Binary reads in the Dynamic segment to pull in library dependancies
ldg == library dependency graph

these are the graphs we should have for now

library dependancy graph --> connecting to the binary also

call graph
cfg's for each proc
bb graphs for each proc

a 'bug' we can check for is more than 1 level of libraries to resolve a
binaries symbols.

so for each external procedure, we store also the library that resolves
it.

---------

for all paths in a procedure.. if it will always cross an exit() libcall,
then the procedure is actually a __attribute__((noreturn)) (gcc terminology).

---------

make a graph connectivity subgraph inclduing only certain nodes (eg, libcalls)

---------

make ProcCall store ProcArgs
add format string bug checks - simple style
	- look for non immediate pushes for the format string arg in printf,
	  verify that they are rodata, and are actually format strings.
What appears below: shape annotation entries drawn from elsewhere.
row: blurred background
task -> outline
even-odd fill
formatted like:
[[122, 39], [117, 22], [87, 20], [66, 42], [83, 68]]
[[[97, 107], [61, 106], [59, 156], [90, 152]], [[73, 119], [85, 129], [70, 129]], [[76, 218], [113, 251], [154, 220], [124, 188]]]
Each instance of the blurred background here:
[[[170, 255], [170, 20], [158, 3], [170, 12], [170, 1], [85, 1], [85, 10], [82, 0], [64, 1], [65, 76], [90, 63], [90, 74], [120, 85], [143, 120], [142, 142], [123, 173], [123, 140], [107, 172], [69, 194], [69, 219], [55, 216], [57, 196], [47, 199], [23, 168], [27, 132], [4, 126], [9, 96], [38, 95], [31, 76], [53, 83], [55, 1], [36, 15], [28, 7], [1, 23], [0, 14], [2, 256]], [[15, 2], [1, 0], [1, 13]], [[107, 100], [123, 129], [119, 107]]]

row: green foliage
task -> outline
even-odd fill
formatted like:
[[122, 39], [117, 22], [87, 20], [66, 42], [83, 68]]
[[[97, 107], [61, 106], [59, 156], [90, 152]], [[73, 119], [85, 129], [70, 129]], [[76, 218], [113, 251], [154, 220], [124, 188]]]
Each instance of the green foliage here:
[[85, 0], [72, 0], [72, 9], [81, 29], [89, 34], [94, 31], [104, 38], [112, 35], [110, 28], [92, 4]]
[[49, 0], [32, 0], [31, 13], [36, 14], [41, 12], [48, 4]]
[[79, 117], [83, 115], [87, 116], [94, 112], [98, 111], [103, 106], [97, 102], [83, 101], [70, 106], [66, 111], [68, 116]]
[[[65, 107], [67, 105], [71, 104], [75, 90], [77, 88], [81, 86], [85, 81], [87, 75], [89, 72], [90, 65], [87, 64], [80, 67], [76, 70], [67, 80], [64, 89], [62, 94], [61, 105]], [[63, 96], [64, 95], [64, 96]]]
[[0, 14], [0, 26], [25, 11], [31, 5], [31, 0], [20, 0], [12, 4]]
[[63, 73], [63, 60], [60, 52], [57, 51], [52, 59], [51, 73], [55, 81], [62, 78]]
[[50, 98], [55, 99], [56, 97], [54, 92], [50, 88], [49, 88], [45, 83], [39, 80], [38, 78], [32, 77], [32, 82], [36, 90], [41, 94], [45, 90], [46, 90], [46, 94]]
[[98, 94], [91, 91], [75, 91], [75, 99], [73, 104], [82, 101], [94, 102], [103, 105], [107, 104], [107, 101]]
^^^ these are implemement with 0.0.21 (no check for .rodata or valid strings)

	  also use this to say what the types of other args are.
naive 1st layer type analysis
	- look for lib calls, and mark arguments acording to their expected
	  type.

---------

make ELFSym class to not lose data when pushing into Sym. make this the
Sym's value.

---------

use a concept of known and unkown (authoritaive) data.  this will be used
for dataflow and pointer analysis.

mov $1,%eax		data location is known, so is value
mov $1,0x05(%ebx)	data location is unknown if ebx is unknown
				value is known

concept of direct memory or registers
	ebx, 0x8048100 is absolute memory

0x05(%ebx) address is the value of ebx + 0x05
			

so.. to continue with datanalysis, requires at least some more layers
for data representation.	

i think maybe storing the data dependancies for a 'value' etc is something
like a tree, or stored like an rpn (reg. polish notation) expression.

for example -->

eax + ebx*S + N

has 2 dependancies.. eax, and ebx..

eax + N -->

is dependant on eax..

initially a simple way of doing this is to store a 1 layer level of
dependants..

thus the Var := eax + ebx*S + N

has [ eax, ebx ] as dependants.
<eax + ebx*S + N, pc> is its key.. actually its not.. its a "constructed"
variable..  the exansion of eax + ebx*S + N is the true key as this
represents the explicit address of data.  so if this cannot be exapanded,
(because eax, ebx are unknown), then a key cannot be generated..

so we we come across an addressing mode for a variable.. we associate the
list of "dependants" with it.. so the address mode

0x05(eax)...  the dependant is eax.  we then have an expansion for that
variable into its key.  which will use eax.  if eax is not known, then we
cannot say we know what this pointer is, nor what it points too.

so basically we have a pointer (eax, *eax + 5).. and the value that it
points to (*eax, *(*eax + 5)).  notice how 'eax' is a pointer here, but its
the 'pointer' is always known since its a register. but what it points
to is not.  now we we get (%eax), we have to dereference eax.. and get a
value.. if this value is known, then we can reference that, as our real
address/value.. but the new pointer *eax, is now a new pointer... possibly
with an unknown dereferencing.

so.. we must expand IA32.modes to show dependant's as a minimum.

%eax		key is eax, doesnt require val
(%eax)		key is eax, requires val
0x05(%eax)	key is eax, requires val

$0x05		key is None, doesnt require anything. val is 0x05

so IA32.modes gets a list of keys/values now.  if a value is present
then there should be no keys.  but both are in because its easier for
regexp parsing atm

when we read an asm argument.. we check the addressing mode as usual.
we then say if its a value, or a key.

if its a value (its immediate), its authoritave, but doesnt have a key.

if its a keyed value.

then the list of keys, are the dependants.  we also have an expression

0x05(%eax,%ebx,4)

keys are 2 and 3

expression is --> 1 + 2 + 3*4

ok.. change to val now.  val # is not present. only the expresison :)
so for an immediate, it has no keys. but it has an expression which is
just the index, as normal.


------

use an abstract for a GraphEdge.p_val in flow control, saying if its
inter/intra procedural etc and its linkage type etc (plt etc) - this will make
the basic block graph construction work properly also.

^^ this is done using a ProcCall.. i changed my mind of including calls
in cfgs.. it makes no sense when i think about it now ;-)

use a global symbol table - this will fix up all the symbol updates.
^^ done

parse an instruction into its operand/operants, addressing modes etc - this
will allow the beginnings of some other analysis.
^^^ done :)

seperate the Printer into various subfunctions - this will allow us to do
interactive analysis using a mini interpreter.